A new study finds that 301,874 "zombie" homes exist in the U.S.-properties where home owners receive foreclosure notices and move out, leaving the home vacant, deteriorating and a target for squatters.
Abandoned foreclosures represent 50 percent or more of the properties in foreclosure in Washington, Indiana, Nevada, and Oregon, according to data by RealtyTrac in the company's first analysis of zombie properties.
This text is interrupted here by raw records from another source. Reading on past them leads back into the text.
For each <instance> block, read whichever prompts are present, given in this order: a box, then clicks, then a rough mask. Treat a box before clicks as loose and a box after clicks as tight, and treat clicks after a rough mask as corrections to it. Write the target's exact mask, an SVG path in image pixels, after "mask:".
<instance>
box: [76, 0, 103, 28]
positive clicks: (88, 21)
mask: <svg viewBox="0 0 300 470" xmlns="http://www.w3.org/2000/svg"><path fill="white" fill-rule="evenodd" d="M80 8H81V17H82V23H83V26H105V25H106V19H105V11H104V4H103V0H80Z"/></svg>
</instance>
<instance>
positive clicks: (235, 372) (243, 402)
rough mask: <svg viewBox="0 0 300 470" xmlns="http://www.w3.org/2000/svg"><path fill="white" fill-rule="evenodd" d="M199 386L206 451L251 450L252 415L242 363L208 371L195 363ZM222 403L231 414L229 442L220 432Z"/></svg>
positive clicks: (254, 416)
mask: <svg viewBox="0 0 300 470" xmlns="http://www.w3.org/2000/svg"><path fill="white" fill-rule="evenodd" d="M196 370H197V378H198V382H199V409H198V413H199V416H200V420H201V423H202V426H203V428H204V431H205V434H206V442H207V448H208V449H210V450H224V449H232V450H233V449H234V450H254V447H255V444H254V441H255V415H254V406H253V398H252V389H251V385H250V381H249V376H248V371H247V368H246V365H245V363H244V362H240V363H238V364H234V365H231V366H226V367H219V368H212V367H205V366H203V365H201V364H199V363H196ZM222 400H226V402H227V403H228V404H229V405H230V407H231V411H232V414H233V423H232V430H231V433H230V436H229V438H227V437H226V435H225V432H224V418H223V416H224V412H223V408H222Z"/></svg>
Bremerton is attempting to hold the owners of such homes more responsible. According to the Kitsap Sun, the Bremerton Department of Community Development has proposed an ordinance that would require any owner of an abandoned home in the city would have to register the property with the city, ensure its doors and windows are secure, have it inspected once a month and establish a 24-hour emergency contact available when there are problems. Failure to comply could lead to hefty fines.
The state with the highest number of zombie properties is Florida, with 90,556 vacant homes in foreclosure, according to RealtyTrac. Illinois ranks second with 31,668 zombie properties and California ranks third with 28,821.
In January, Reuters reported a problem with zombie titles - homeowners who received a foreclosure notice and walked away from their home but did not realize their names remained on the deed and they were still financially liable for the property.
In some cases, the banks never ultimately pursued the foreclosure, but the homeowners were unaware of that since they already had moved out.